So with that in mind, I'm curious to know if others have any REAL experience with these? I'm not sure if it's a total boat anchor and not worth the $$$ or with the usual upgrades to bars/stem/post/der this is a nice bike. Got most of the upgraded parts already on her 20" hotrock or in the parts bin so it's really a question of decent platform to improve on or keep looking for a quality hardtail. I have zero point of reference on this bike.


----------



## sanjuro (Sep 29, 2004)

Well, you have to consider is what kind of riding does your kid need a full suspension bike?

He is riding through rock gardens? Or doing drops?

The suspension on that bike is low grade, although I'm not a 65lb kid. I sold a few at my shop, but I always thought it was a boondoggle for richies.

On the other hand, one of my buddies' kids is doing 2 foot drops and skate parks, and the problem is finding a quality bike for a 7 year old. I advised him to get a quality bmx bike for the durability.


----------



## texacajun (Jan 20, 2004)

There's pretty much no such thing as a trail without rock gardens in Central Texas aka the hill country.  Even the kids XC race courses here are full of rocks. Every kid is racing on a hardtail, but that's really all that's on the market these days. 

Honestly I guess I was looking for what you're saying...rich kid boondoogle so the model died or just no market but a quality product. Which is other's experience?

And don't knock the rich kid gettin' a bike he rides twice. That's been the source of every craigslist bike my kid has used the daylights out of. One income for almost 3 years, it's been how I keep my kid in smiles.


----------



## Aresab (Mar 27, 2007)

I believe you're right, the FSR model retailed just under $700, you can't go wrong with $250 or so, especially if it's mint. A new low-end Specialized will cost you $320 + or -.


----------



## imero (Aug 6, 2011)

Texacajun. I'm in Austin and the same listing caught my attention. I think it's a good deal.

My 6 year old currently rides a 20" Hotrock. Unfortunately, I think he's still several years away from a 24". I'm going to wait and then see what's out there.

Good luck.


----------



## scottb32 (May 14, 2009)

*I got my kid the A1 FSR...*

...and when I got it for $459, thought it was a little expensive. After the last year and a half, I'm realizing it was a good decision. In other words - the bike rocks!

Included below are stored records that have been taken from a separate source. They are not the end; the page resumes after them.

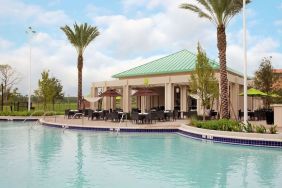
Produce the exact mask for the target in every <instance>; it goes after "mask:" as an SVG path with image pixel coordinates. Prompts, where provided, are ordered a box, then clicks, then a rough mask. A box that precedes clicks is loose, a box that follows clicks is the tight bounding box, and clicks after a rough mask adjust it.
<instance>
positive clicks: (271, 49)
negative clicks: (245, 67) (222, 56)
mask: <svg viewBox="0 0 282 188" xmlns="http://www.w3.org/2000/svg"><path fill="white" fill-rule="evenodd" d="M278 47H279V43H278V42H277V41H275V40H273V39H271V38H262V39H260V40H257V41H256V43H255V44H254V45H252V46H249V48H248V50H247V63H248V67H247V69H248V74H249V75H253V74H254V72H255V71H256V70H257V69H258V67H259V65H260V63H261V60H262V59H263V57H269V56H271V57H272V65H273V67H274V68H280V67H281V62H280V61H281V58H282V53H281V52H277V51H275V50H277V49H278ZM227 63H228V66H229V67H231V68H233V69H235V70H239V71H241V72H243V71H242V70H243V63H244V59H243V48H242V46H241V45H238V44H231V45H228V46H227ZM240 67H241V68H240Z"/></svg>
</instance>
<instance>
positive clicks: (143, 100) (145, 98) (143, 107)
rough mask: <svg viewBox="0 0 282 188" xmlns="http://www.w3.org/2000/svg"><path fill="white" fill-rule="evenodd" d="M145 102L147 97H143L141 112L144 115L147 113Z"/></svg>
mask: <svg viewBox="0 0 282 188" xmlns="http://www.w3.org/2000/svg"><path fill="white" fill-rule="evenodd" d="M145 102H146V97H145V96H141V112H142V113H144V112H145V105H146V104H145Z"/></svg>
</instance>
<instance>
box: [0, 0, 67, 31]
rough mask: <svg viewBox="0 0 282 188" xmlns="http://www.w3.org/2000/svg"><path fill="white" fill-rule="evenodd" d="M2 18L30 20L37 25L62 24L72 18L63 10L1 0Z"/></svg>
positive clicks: (1, 18)
mask: <svg viewBox="0 0 282 188" xmlns="http://www.w3.org/2000/svg"><path fill="white" fill-rule="evenodd" d="M0 3H1V6H0V18H1V19H3V20H5V21H7V20H10V21H11V20H12V21H15V22H25V21H26V22H29V23H30V24H37V25H43V26H44V25H58V24H59V25H61V24H62V23H64V24H65V23H69V22H70V18H69V17H68V16H67V15H66V14H65V13H64V12H63V11H62V10H46V9H43V8H42V7H40V6H37V5H33V4H26V3H23V2H21V1H15V0H14V1H9V0H1V1H0Z"/></svg>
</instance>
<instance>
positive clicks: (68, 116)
mask: <svg viewBox="0 0 282 188" xmlns="http://www.w3.org/2000/svg"><path fill="white" fill-rule="evenodd" d="M69 112H70V109H65V115H64V118H66V117H67V118H69V116H68V115H69Z"/></svg>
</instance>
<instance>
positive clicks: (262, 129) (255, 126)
mask: <svg viewBox="0 0 282 188" xmlns="http://www.w3.org/2000/svg"><path fill="white" fill-rule="evenodd" d="M255 129H256V133H266V128H265V127H264V126H263V125H257V126H255Z"/></svg>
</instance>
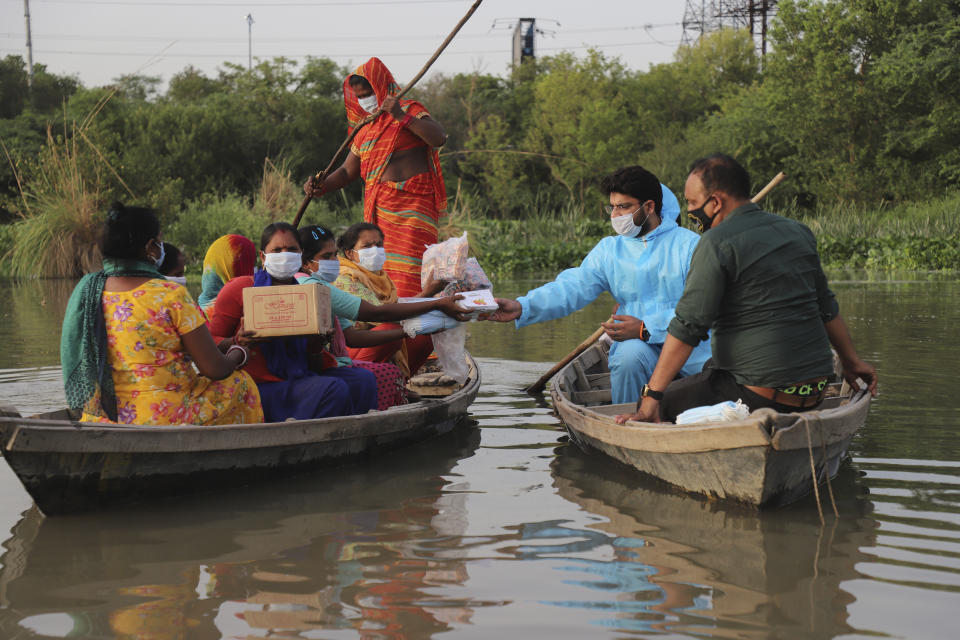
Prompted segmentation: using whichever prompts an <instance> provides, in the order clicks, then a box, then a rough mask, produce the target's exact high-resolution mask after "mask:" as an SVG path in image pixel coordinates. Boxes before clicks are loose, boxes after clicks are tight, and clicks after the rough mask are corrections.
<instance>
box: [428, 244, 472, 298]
mask: <svg viewBox="0 0 960 640" xmlns="http://www.w3.org/2000/svg"><path fill="white" fill-rule="evenodd" d="M469 249H470V245H469V244H468V243H467V232H466V231H464V232H463V235H461V236H460V237H458V238H448V239H447V240H444V241H443V242H439V243H437V244H431V245H429V246H428V247H427V248H426V250H425V251H424V252H423V262H422V266H421V267H420V286H421V287H425V286H427V282H429V281H430V277H431V276H432V277H433V279H434V280H445V281H447V282H449V281H451V280H457V279H460V278H462V277H463V274H464V267H465V265H466V262H467V252H468V251H469Z"/></svg>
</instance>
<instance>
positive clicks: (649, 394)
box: [640, 385, 663, 402]
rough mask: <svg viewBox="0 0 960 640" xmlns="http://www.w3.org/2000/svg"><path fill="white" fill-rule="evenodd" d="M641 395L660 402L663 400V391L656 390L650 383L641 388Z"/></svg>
mask: <svg viewBox="0 0 960 640" xmlns="http://www.w3.org/2000/svg"><path fill="white" fill-rule="evenodd" d="M640 397H641V398H653V399H654V400H656V401H657V402H659V401H660V400H663V391H654V390H653V389H651V388H650V386H649V385H643V388H642V389H640Z"/></svg>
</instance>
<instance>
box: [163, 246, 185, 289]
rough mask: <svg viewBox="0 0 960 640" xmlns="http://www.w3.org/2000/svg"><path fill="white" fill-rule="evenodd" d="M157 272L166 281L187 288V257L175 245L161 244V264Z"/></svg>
mask: <svg viewBox="0 0 960 640" xmlns="http://www.w3.org/2000/svg"><path fill="white" fill-rule="evenodd" d="M157 271H159V272H160V275H162V276H163V277H164V278H166V279H167V280H169V281H171V282H176V283H177V284H182V285H183V286H187V276H186V271H187V256H185V255H183V252H182V251H180V249H178V248H177V246H176V245H174V244H170V243H169V242H164V243H163V264H161V265H160V266H159V267H158V268H157Z"/></svg>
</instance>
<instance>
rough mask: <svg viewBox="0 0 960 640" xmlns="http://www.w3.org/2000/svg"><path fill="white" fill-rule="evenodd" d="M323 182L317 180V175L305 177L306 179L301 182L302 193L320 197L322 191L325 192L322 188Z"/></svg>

I put a 20" wheel on back while he was 7 (see attached photo). This helped a ton in getting the standover down. I also put a 128mm crank on it. We got in 6 single-track rides last year - and he was okay (the trails up here are jungles w roots/rocks/mud). The rear susp allowed him to sit and spin.

Now that he's 8, I put the 24" wheel on and he's hitting mid-level trails. Out at our local mtnbike/bmx/skills track (Duthie Hill) - he's really starting to shine. He's hitting the singletrack and skill-trails, and most importantly, he's riding alot (1 - 2 hours with short breaks) - and having fun. For kids, if you want them to have fun on bumpy trails, full-bounce definitely helps (imo).

One note on weight: his fsr weighed 28.5 lbs (iirc) out of the box. His stock, alum 20" 7 speed alum schwinn weighs 34 lbs. So - this bike is very light in comparison (the A1 FS weighed 25.2 at the shop iirc).

So far, I've got his fsr down to 24.5 lbs (just put on a fox 80mm fork up front - schwinnng! - and am running 1x8 gearing). Still looking for a TI bb in 68 x 113...funny how you start lusting after parts for your kid's bike?


----------